ECTOPIC PREGNANCY: PID is the leading cause of ectopic pregnancy. An ectopic pregnancy is a pregnancy which occurs outside of the uterus, usually in the fallopian tube (tubal pregnancy). An ectopic pregnancy is a serious medical emergency because the fallopian tube is not elastic like the uterus and the fallopian tube cannot stretch to accommodate the growth of the embryo. Also, a massive hemorrhage can result because the surface of the tube is not designed to nurture the embryo like the lining of the uterus.
After an episode of PID, ectopic pregnancies result for most of the same reasons as infertility. Conception is successfully completed, but the fertilized egg cannot successfully travel to the uterus because of damage to the hairs lining the fallopian tube or to the surface of the tube, or because passage is partially or completely blocked by scarring or infection. After PID, women have a ten-fold increased risk of ectopic pregnancy. In fact, one in every 63 pregnancies is now ectopic in Canada, a two to three-fold increase mainly due to PID.
RECURRING INFECTION: Recurrences of PID are common, but entirely preventable. After PID, one in four women will have at least one other episode, half within the first year of the first episode.
There are believed to be three reasons for recurrences:
However, by far the most common cause of recurrence is failure to treat the woman's partner. Both the Canadian and U.S. Guidelines for the Treatment of PID clearly state that partners must always be treated, regardless of whether the partner appears to have infection. In the words of the U.S. Centers for Disease Control: "Treatment for sex partners of women with PID is imperative. The management of women with PID should be considered inadequate unless their sex partners have been appropriately evaluated and treated." (Centers for Disease Control, PID Management Guidelines, 1991, p18) Another PID researcher notes: "If the male partner is not treated, the PID will recur in the woman. In fact, due to the lack of treatment of the male partner, PID is often seen as a recurrent or chronic disease." (Mohanty, 1989).

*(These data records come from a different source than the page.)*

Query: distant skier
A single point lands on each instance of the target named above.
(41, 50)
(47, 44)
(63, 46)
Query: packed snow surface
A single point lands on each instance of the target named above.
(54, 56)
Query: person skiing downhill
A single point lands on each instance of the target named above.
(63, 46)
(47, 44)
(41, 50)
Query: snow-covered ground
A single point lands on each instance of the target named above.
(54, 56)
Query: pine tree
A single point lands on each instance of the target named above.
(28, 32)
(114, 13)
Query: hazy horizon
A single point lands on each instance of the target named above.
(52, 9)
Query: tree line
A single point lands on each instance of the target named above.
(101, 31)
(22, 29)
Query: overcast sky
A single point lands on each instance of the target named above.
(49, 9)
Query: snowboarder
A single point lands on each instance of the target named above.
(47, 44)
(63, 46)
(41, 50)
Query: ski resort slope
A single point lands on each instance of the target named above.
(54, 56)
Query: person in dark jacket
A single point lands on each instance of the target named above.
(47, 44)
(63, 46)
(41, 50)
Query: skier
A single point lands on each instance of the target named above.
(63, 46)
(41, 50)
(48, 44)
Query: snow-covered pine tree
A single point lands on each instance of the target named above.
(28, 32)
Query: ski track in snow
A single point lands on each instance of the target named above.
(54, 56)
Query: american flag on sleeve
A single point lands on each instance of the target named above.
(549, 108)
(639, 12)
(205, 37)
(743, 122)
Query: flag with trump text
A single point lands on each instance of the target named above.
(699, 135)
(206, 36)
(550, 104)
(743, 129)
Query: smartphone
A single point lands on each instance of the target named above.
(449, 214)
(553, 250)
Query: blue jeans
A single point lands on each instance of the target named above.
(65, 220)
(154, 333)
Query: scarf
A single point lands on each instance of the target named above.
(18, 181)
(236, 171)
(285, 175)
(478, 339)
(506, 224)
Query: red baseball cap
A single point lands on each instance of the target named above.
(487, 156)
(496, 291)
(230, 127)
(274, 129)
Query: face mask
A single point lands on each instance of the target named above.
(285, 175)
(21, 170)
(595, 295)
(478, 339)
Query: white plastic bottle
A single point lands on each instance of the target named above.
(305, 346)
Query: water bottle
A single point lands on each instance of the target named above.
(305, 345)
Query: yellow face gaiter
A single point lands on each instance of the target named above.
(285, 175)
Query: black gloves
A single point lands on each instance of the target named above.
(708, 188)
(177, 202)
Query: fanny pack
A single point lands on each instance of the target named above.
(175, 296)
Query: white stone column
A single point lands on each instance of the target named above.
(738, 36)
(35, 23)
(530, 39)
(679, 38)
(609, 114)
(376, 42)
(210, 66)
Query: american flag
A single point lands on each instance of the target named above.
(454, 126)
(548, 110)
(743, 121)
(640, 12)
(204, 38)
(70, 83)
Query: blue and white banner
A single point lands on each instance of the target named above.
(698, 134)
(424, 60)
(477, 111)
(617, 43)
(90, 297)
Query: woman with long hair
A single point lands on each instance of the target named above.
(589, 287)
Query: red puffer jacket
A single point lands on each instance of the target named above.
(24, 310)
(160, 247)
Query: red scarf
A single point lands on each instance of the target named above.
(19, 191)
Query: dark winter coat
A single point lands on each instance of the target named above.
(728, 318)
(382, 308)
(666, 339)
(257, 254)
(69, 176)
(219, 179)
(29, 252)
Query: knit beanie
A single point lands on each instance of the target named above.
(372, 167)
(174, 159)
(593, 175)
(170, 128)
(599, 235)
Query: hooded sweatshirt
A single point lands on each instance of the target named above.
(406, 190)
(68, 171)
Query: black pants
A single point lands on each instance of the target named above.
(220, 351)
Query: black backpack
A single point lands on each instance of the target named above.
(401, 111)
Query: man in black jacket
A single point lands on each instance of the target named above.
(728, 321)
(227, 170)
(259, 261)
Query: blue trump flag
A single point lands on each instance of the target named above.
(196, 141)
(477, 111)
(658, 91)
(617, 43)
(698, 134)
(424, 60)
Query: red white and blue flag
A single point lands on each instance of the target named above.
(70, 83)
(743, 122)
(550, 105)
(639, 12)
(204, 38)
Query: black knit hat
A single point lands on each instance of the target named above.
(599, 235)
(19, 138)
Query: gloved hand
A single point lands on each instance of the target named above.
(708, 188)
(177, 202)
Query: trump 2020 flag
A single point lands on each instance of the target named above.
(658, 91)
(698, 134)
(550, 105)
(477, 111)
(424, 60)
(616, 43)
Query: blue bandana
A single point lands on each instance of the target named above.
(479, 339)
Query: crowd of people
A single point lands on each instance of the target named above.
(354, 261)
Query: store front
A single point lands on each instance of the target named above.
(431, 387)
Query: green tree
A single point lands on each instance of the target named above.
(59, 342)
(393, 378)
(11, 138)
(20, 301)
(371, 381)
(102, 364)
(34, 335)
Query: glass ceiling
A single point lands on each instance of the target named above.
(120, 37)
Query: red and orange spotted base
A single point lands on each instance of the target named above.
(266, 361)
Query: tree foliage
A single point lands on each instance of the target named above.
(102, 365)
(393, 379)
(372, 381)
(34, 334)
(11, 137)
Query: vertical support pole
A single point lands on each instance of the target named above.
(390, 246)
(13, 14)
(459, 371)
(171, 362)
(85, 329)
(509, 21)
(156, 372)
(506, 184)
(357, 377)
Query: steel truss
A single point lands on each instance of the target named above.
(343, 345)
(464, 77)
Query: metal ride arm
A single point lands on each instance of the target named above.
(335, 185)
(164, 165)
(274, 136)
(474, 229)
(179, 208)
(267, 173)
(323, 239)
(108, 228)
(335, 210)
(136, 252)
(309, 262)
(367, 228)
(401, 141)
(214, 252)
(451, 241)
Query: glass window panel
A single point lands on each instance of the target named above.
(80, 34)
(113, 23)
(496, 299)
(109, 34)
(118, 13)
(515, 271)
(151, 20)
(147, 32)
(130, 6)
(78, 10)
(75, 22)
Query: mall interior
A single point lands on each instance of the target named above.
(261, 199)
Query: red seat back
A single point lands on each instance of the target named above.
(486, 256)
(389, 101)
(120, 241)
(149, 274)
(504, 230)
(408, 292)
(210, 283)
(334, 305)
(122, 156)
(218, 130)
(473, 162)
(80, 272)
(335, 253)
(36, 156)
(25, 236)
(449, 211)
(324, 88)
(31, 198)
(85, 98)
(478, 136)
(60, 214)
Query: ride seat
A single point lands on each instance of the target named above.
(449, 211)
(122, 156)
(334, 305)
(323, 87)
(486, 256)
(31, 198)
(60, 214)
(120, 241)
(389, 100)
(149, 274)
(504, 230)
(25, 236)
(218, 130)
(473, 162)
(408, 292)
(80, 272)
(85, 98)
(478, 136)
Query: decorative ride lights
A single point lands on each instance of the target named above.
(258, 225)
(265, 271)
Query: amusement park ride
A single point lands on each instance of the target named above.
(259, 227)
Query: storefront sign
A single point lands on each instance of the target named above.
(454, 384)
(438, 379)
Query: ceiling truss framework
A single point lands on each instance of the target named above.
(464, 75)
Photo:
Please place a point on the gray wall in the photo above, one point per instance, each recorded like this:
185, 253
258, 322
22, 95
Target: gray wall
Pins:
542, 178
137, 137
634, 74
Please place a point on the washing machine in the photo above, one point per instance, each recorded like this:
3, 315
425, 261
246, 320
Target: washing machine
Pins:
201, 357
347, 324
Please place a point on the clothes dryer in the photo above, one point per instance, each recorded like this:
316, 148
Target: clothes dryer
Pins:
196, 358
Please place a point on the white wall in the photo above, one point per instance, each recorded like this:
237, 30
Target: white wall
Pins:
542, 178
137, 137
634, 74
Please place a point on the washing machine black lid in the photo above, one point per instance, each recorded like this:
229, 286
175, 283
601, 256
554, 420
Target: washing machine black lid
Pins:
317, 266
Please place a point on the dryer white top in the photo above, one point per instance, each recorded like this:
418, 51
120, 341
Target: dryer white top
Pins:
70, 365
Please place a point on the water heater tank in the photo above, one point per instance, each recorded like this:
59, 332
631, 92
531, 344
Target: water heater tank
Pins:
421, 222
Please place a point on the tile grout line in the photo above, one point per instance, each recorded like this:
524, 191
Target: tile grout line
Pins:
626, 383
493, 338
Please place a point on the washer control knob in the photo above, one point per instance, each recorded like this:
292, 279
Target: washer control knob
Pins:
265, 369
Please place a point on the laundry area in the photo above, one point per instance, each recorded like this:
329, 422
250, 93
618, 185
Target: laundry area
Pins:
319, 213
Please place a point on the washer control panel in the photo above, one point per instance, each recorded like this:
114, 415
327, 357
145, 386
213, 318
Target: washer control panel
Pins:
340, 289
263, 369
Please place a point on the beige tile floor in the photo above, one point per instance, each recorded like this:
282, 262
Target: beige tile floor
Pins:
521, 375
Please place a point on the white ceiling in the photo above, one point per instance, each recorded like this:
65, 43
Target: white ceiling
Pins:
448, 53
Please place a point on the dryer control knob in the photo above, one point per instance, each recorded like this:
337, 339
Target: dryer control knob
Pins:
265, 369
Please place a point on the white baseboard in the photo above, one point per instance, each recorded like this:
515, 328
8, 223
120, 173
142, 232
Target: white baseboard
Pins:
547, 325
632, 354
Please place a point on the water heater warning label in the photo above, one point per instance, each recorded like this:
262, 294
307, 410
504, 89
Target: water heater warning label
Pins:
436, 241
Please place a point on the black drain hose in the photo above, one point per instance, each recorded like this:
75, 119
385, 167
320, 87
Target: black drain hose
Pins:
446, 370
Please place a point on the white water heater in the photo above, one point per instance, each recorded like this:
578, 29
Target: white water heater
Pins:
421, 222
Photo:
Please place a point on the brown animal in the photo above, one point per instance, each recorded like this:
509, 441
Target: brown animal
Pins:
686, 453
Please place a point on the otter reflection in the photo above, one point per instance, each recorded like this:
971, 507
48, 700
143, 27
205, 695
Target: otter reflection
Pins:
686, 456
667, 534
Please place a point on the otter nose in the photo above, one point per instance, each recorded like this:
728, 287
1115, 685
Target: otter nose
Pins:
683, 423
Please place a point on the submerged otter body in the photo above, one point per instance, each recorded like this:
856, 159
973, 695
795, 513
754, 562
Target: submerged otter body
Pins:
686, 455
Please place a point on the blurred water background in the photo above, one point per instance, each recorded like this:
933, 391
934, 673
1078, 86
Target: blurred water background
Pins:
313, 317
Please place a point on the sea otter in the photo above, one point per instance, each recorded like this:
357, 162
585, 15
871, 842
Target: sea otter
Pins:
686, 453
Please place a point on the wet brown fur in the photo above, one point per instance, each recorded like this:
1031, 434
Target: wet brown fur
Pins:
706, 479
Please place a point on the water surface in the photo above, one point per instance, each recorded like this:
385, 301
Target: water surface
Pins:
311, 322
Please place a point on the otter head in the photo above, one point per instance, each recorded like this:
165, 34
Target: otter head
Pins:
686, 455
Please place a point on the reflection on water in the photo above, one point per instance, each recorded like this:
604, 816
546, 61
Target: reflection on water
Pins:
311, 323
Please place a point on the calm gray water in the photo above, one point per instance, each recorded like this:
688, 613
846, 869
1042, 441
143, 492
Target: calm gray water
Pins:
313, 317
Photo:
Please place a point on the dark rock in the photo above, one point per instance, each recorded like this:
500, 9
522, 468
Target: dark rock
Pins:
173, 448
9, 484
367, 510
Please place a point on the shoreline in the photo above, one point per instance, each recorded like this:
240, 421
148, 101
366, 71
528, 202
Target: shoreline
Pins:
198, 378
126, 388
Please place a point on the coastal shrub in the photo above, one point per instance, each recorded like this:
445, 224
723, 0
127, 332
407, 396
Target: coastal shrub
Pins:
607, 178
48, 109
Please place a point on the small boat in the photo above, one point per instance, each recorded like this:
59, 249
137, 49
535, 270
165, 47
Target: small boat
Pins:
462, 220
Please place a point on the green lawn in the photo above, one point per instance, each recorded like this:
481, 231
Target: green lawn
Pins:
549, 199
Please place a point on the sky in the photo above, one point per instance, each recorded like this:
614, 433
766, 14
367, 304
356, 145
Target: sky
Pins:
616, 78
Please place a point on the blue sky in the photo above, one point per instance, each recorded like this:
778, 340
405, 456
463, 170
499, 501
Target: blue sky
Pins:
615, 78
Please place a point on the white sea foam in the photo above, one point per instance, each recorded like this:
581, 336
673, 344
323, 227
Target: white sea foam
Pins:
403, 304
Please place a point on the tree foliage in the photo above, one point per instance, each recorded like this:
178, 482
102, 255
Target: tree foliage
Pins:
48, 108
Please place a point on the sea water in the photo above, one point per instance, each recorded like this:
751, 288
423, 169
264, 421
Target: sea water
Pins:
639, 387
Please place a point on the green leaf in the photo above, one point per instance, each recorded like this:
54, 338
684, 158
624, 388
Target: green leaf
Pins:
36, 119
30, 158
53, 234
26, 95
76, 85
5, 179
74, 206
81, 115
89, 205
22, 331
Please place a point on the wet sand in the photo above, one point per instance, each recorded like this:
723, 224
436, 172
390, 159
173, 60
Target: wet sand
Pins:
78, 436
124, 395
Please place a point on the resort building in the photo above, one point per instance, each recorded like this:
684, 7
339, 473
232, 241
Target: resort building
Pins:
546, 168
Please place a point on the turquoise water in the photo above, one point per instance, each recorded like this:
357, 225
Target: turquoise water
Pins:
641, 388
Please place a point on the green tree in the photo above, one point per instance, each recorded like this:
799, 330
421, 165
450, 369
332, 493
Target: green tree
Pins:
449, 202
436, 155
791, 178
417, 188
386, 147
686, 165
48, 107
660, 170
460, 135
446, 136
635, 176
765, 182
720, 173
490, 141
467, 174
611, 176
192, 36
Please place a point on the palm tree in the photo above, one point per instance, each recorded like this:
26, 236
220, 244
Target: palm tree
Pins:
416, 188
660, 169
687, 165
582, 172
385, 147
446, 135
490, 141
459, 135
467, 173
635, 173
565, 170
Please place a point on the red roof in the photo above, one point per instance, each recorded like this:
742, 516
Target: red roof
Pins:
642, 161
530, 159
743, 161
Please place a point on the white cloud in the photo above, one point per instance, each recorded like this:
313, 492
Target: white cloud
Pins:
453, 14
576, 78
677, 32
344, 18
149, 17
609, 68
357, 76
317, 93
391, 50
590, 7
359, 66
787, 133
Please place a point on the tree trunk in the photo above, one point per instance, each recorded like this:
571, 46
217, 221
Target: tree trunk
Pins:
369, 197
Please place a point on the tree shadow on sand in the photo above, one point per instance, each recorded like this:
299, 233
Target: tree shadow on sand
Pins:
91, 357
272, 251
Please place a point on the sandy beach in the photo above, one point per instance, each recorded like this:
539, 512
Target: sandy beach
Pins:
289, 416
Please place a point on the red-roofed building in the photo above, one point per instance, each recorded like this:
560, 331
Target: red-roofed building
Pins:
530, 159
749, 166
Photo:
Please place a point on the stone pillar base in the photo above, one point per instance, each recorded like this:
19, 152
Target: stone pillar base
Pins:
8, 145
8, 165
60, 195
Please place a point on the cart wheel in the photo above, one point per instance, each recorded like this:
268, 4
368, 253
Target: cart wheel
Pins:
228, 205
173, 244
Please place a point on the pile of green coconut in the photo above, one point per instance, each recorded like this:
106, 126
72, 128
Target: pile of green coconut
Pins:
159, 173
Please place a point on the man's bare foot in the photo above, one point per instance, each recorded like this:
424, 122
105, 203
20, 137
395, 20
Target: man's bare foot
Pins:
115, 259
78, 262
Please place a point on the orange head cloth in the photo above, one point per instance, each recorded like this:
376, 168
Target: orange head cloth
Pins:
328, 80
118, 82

In Sweden, where health authorities have implemented careful follow-up of sex partners since 1977, the rate of repeated episodes of PID has dropped from 22 percent to four percent. Unfortunately, in North America, this practice may not always be followed, resulting in serious health problems for many women.
CHRONIC PID: Chronic PID is a vague term. It usually means an ongoing chronic pelvic infection, but sometimes the term is also used to refer to chronic pain after an episode of PID. Although chronic PID is common (20 to 30 percent of women with PID in Canada and the U.S. are diagnosed with chronic PID), there hasn't been any research on this condition, so basic information about chronic PID and the most effective treatment has not been developed. A woman can develop chronic infection if an episode of PID is never diagnosed or treated, or a woman can develop chronic infection if an episode of PID is not treated thoroughly.
It used to be believed that chronic infection was rare, and that women who appeared to still have PID after treatment really only had adhesions or inflammation. However, recent research has established that chronic pelvic infection is much more frequent than previously believed, especially if chlamydia is involved. Women who have very mild or no symptoms are less likely to have their pelvic infections diagnosed, and may be more likely to develop chronic infection. This is called "Silent PID" and is especially likely if chlamydia is involved, as chlamydial infections usually cause very mild or no symptoms.
How Can A Woman Tell If She Has PID ?
This is one of the main problems with PID. PID is extremely difficult to diagnose accurately unless surgery is done. One of the reasons for this is that the reproductive organs lie within the body and can't be seen without surgery. Also, there is no specific blood test or other office test that can be done to show if infection is present in the reproductive organs. Thus if a practitioner tries to diagnose PID without surgery (called a clinical diagnosis), she/he has to rely on indirect information such as general blood tests, symptoms, general signs of infection (eg fever), or tests for infection in other areas of the body (eg the cervix).